Of the 101 enrollees, 76 (75%) completed the trial. Most dropouts were caused by adverse events (8%) or noncompliance with the trial protocol (8%). There were 2 virologic failures (5%) among children and 2 (3%) among adolescents. Overall 88% of study participants had any adverse event, 0 children and 8% of adolescents had a serious adverse event, and 15% of children and 13% of adolescents had a grade 3 or 4 event.
The most common events were upper respiratory tract infection (24% of children and 28% of adolescents) and rash (15% of children and 28% of adolescents). The investigators at least possibly attributed any grade 2 or worse rash to etravirine in 7% of children and 17% of adolescents. Overall 4% of youngsters dropped out because of rash. Three adolescents (5%) had diarrhea at least possibly related to etravirine. Rates of any grade 2 to 4 events at least possibly attributed to etravirine were 15% for children and 25% for adolescents.
At study week 48, two thirds of children and adolescents (65%) were adherent to their antiretrovirals according to the PENTA adherence questionnaire. Pill count indicated that only 46% of children and 35% of adolescents were more than 95% adherent, but 70% overall were more than 80% adherent.
Average CD4-cell gains through 48 weeks were 178 in children, 141 in adolescents, and 156 overall.
A week-48 noncompleter-equals-failure analysis determined that 28 children (68%) and 29 adolescents (48%) had a viral load below 50 copies, for an overall response rate of 56%. Proportions with a 48-week viral load below 400 copies were 76% for children, 62% for adolescents, and 67% overall. A time-to-loss-of-virologic response analysis determined sub-50-copy response rates of 68% in children, 43% in adolescents, and 53% overall. Median time to viral load below 50 copies was 16 weeks in children and 24 weeks in adolescents.
PIANO investigators classified 41 trial participants as having virologic failure, including 29 nonresponders and 12 rebounders. Among 30 youngsters with genotypic data after failure, 18 (60%) had nonnucleoside-related mutations, including Y181C in 8, E138A in 3, L100I in 3, and V90I in 3.
The researchers concluded that efficacy, safety, and resistance profiles of etravirine at these doses in antiretroviral-experienced children and adolescents were comparable to those seen in treatment-experienced adults in the DUET trials [2]. They suggested that responses were probably better in children than adolescents because children had less advanced disease, better adherence, and less nonnucleoside experience.
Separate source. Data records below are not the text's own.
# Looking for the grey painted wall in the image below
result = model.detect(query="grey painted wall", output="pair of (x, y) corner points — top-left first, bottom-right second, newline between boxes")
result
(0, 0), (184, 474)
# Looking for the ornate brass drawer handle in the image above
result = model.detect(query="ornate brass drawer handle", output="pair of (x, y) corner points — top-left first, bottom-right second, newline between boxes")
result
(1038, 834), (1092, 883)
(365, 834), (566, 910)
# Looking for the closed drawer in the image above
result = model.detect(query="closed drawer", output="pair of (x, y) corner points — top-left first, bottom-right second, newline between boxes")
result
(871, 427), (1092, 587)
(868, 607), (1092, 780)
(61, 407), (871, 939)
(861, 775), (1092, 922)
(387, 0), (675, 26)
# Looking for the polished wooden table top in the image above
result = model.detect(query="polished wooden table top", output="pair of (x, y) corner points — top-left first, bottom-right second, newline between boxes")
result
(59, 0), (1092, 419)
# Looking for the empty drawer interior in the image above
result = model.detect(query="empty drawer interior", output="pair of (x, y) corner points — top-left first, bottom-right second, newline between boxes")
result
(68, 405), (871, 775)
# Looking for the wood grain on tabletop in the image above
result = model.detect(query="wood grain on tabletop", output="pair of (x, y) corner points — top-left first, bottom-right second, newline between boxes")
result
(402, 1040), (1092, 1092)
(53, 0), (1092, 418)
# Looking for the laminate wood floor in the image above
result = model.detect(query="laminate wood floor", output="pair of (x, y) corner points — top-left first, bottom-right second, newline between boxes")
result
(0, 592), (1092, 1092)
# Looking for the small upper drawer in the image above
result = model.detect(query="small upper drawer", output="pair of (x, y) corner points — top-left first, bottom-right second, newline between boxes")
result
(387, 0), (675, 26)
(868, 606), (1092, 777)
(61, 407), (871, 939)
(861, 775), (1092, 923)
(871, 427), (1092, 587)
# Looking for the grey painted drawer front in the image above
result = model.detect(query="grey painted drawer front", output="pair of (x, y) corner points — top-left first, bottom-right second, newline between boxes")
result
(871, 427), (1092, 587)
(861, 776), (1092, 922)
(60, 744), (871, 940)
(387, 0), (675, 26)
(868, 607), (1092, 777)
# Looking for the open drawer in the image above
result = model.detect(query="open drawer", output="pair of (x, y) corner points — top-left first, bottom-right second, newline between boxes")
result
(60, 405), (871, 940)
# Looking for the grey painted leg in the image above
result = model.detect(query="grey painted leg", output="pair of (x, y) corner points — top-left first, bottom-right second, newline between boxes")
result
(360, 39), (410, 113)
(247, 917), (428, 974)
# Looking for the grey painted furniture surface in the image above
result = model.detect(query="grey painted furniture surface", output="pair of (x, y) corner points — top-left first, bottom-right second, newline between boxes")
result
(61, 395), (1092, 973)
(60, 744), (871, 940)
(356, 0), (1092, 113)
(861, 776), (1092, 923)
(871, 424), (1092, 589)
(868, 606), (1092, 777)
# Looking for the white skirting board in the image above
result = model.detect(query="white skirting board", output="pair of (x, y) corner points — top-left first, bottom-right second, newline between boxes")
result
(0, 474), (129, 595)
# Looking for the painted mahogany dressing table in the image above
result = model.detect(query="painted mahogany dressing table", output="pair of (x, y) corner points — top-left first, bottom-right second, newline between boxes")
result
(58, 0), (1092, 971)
The PIANO team stressed, however, that the trial was not designed to compare responses between children and adolescents.
References
1. Tudor-Williams G, Cahn P, Chokephaibulkit K, et al. Safety and efficacy of etravirine in HIV-1-infected, treatment-experienced children and adolescents: PIANO 48-week results. XIX International AIDS Conference. July 22-27, 2012. Abstract TUAB0204.
2. Katlama C, Haubrich R, Lalezari J, et al. Efficacy and safety of etravirine in treatment-experienced, HIV-1 patients: pooled 48 week analysis of two randomized, controlled trials. AIDS. 2009;23:2289-2300.